75,000 rows per minute is extremely slow, I just tried the QuickStart script & exported 3,000,000 rows to a 130MB flat file from a local TD VM to another local Windows WM and the whole TPT job run in < 10 seconds, < three seconds for the FileWriter part.

Enthusiast

Re: Exporting CSV from TPT

Thanks Dieter

Here's my log: http://pastebin.com/bXatXwKk

What's interesting is that it says the query itself takes 2-3 seconds, but the time from when it starts to when it finishes is close to 4 minutes.  What could be going on?

regards,

imran

Senior Apprentice

Re: Exporting CSV from TPT

I don't have expertise in reading detailed TPT logs, better wait for Steve Feinholz :-)

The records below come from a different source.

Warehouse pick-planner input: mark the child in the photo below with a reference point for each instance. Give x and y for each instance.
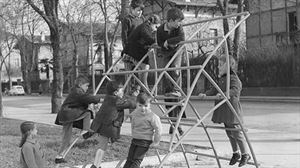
(132, 20)
(129, 24)
(146, 128)
(139, 42)
(169, 35)
(31, 153)
(224, 114)
(109, 119)
(74, 113)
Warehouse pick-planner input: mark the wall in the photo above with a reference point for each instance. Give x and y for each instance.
(268, 23)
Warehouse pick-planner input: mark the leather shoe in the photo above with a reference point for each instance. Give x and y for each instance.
(181, 132)
(244, 160)
(60, 160)
(93, 166)
(171, 130)
(235, 158)
(88, 135)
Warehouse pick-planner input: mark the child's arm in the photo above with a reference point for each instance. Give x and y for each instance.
(175, 40)
(156, 124)
(125, 103)
(89, 99)
(235, 86)
(28, 155)
(146, 32)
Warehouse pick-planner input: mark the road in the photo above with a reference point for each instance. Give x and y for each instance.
(273, 116)
(274, 127)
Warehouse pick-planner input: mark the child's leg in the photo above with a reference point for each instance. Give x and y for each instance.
(137, 153)
(231, 136)
(87, 121)
(144, 76)
(103, 144)
(130, 156)
(66, 140)
(241, 141)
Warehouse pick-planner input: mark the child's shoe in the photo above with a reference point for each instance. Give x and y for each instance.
(60, 160)
(87, 135)
(244, 160)
(171, 130)
(235, 158)
(181, 132)
(93, 166)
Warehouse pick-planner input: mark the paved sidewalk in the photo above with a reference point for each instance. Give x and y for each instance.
(273, 149)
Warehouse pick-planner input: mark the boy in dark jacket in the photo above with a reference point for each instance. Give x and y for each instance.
(223, 114)
(129, 24)
(139, 42)
(132, 20)
(169, 35)
(109, 119)
(74, 113)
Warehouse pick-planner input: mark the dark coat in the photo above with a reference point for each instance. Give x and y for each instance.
(75, 107)
(109, 118)
(223, 114)
(139, 41)
(174, 37)
(129, 24)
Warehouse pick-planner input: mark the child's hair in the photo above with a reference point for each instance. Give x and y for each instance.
(113, 86)
(143, 98)
(174, 14)
(154, 19)
(137, 3)
(232, 61)
(81, 79)
(25, 128)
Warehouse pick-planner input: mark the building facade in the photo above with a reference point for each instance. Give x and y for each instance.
(273, 40)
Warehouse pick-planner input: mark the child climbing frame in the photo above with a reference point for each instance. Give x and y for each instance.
(186, 93)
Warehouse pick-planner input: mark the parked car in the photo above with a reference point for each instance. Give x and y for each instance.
(16, 90)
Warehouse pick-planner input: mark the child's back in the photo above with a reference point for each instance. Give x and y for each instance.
(144, 124)
(31, 155)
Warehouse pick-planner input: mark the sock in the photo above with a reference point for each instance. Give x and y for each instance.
(98, 158)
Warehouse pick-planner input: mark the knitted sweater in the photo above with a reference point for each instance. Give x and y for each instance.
(139, 41)
(145, 125)
(129, 24)
(173, 37)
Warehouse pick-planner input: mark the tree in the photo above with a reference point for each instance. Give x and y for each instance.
(232, 47)
(109, 9)
(74, 14)
(21, 21)
(50, 15)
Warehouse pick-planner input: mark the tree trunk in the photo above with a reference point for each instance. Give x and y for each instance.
(1, 104)
(74, 67)
(57, 84)
(27, 81)
(124, 7)
(107, 53)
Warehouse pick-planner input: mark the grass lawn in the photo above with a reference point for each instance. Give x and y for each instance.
(49, 138)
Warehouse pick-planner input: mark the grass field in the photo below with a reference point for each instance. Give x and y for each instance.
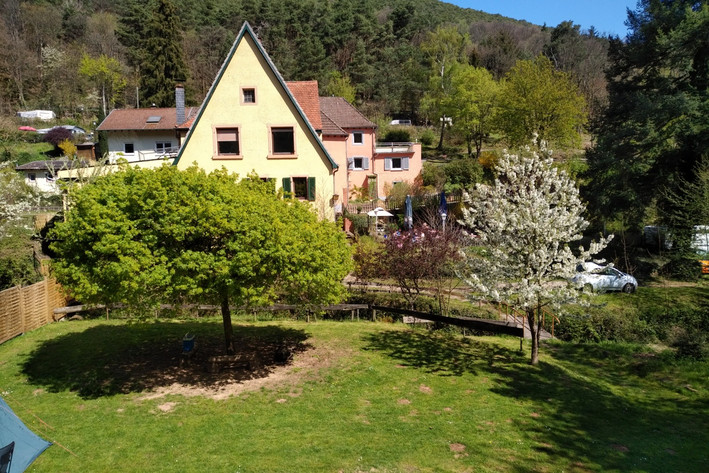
(357, 397)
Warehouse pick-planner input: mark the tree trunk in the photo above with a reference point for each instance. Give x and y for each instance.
(226, 321)
(534, 330)
(443, 128)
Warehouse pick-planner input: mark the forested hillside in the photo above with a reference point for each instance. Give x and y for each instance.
(82, 57)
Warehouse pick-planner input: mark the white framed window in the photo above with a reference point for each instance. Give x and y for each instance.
(282, 140)
(358, 163)
(227, 141)
(162, 146)
(299, 187)
(248, 95)
(396, 164)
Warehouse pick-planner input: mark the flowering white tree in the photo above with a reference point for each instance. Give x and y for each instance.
(525, 222)
(16, 199)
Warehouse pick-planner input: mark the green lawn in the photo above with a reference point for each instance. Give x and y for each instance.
(358, 397)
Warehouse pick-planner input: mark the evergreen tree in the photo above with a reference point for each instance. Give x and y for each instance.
(162, 64)
(656, 128)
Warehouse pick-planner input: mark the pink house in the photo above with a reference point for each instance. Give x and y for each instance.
(367, 169)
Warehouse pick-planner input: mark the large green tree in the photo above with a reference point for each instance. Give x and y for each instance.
(473, 105)
(540, 104)
(142, 237)
(656, 128)
(444, 48)
(106, 74)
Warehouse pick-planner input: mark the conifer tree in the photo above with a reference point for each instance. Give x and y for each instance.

Sending the data was only 6 seconds:

 

**** 15:53:11 Select execution completed. 5850 data blocks generated.

**** 15:53:17 Finished sending rows

 

 

Your system is huge, 5850 AMPs, and you request way too many sessions, one per AMP (I didn't know this is possible for an Export):

**** 15:52:56 Maximum number of special sessions requested: All

**** 15:52:56 Minimum number of special sessions required: 1

Instance Assigned Connected Result
======== ======== ========= ======================
1 2925 299 CLI Error 301
2 2925 300 CLI Error 301
======== ======== ========= ======================
Total 5850 599 Warning

 

Logging on 599 sessions runs for more than 2 minutes and logoff was another 40 seconds (there's a TASMSessionLimit event, but it doesn't seem to limit the number).

 

 

Try a single instance and a few sessions, for 290,413 rows a single session should be enough: ExportMaxSessions = 1

When your export is larger you will still use only a few sessions.

You should ask your DBAs, they should know about the settings for TPT Exports to achieve good performance on your system.

Teradata Employee

Re: Exporting CSV from TPT

The default for the Export operator is 1 per available AMP.

Unlike FastExport that defaults to 4.

(We could not have a default of '4' when we support multiple instances, and all of the operators are now consistent with each other.)

The job in question specifies 2 instances, and so ExportMaxSessions needs to be at least 2.

But, as Dieter noted, since you only need 1 (or maybe 2) sessions, you only need 1 instance of the Export operator.

If you were claiming that the entire job took a long time, it looks (to me without seeing the whole log) as if the session connects took up most of the time.

-- SteveF